Farming in Cornwall is important to our economy, heritage and sense of place.
Well managed farming practices can help sustain wildlife, improve soil and water quality, and reduce flooding.
However, poor management, intensification, and habitat loss have all impacted upon Cornwall’s countryside leading to a 50% decline in our farmland birds since the 1970’s. Simple changes to what is farmed, how crops are produced and the way in which field margins, hedgerows and water courses are looked after can transform Cornwall’s farmland into a productive and healthy environment – for wildlife and for people. As 74% of Cornwall is agricultural land, perhaps the greatest opportunity for environmental growth lies with our farmers. See how you can help.
If you'd like a copy of these activities to keep, you can download our Farming Activity Cards here!
Here are some ways you can help;
Manage hedgerows for wildlife
Restrict trimming to February, cut on a 2 or 3 year rotation and don’t cut all sides of a hedge in the same year. Maintain a minimum hedge height of 1m, retain hedgerow trees, and keep a thick hedge base and grass strip on either side.
Plant winter cover crops
Crops like oats, beans and vetch reduce soil erosion and nutrient leaching, and improve soil structure, fertility and water holding capacity.
Leave a grass buffer
Corridors or strips of rough grassland next to ponds and watercourses create habitat for wildlife, reduce erosion and lessen the amount of pollutants entering the water.
Create lapwing plots
By leaving fallow areas in arable fields, sparsely vegetated ground will attract lapwing and other ground nesting birds.
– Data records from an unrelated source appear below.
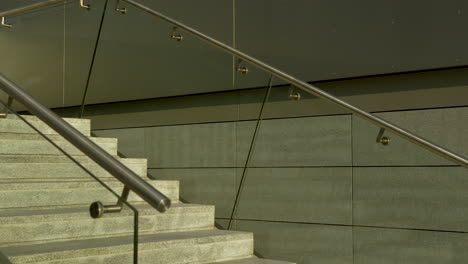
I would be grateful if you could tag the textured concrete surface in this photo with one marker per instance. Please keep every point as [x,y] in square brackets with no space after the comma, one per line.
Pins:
[44,210]
[11,143]
[59,193]
[24,167]
[74,222]
[14,124]
[176,247]
[253,261]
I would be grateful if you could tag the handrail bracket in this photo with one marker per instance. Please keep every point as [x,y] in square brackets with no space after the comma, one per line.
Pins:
[98,209]
[5,111]
[4,24]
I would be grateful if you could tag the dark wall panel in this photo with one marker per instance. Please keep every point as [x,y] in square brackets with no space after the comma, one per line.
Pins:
[137,59]
[322,39]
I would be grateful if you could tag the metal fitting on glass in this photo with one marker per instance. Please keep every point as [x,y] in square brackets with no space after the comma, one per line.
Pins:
[4,24]
[241,69]
[5,111]
[98,209]
[381,139]
[175,36]
[294,94]
[119,9]
[83,5]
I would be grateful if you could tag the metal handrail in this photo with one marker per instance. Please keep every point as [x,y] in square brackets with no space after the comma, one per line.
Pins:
[310,88]
[26,8]
[88,147]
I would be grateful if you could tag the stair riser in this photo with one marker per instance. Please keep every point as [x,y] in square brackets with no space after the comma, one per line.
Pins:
[114,224]
[42,147]
[61,170]
[191,253]
[14,125]
[70,196]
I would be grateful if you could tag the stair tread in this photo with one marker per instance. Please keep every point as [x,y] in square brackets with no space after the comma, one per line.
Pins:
[31,215]
[253,260]
[120,244]
[54,137]
[34,118]
[6,186]
[52,158]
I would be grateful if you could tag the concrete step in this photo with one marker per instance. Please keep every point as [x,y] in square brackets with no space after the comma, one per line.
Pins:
[34,144]
[20,194]
[170,248]
[59,167]
[12,124]
[26,225]
[253,260]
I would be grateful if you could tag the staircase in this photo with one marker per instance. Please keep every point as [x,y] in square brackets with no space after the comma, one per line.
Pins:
[44,201]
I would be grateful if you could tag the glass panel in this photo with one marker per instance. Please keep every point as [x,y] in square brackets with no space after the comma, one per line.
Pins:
[48,187]
[141,62]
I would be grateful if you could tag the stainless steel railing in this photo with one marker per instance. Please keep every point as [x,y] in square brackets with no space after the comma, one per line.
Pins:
[131,181]
[447,154]
[33,6]
[310,88]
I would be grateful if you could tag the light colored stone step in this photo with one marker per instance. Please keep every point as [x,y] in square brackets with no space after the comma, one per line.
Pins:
[26,225]
[33,144]
[59,167]
[12,124]
[253,260]
[168,248]
[62,193]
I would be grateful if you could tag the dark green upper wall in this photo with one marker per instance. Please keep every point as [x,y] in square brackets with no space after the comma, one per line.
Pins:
[49,51]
Leave over-wintered stubble
Arable weeds provide essential food and cover over winter for seed eating birds and other wildlife.
Don’t cut corners
Create wildlife habitat and buffer features in less productive field corners. Sew with tussock forming grasses or wildflowers, or allow oak, hawthorn and rowan space to grow.
Create skylark plots
Leaving undrilled patches in winter cereal fields provide landing and feeding areas for skylarks, boosting their numbers.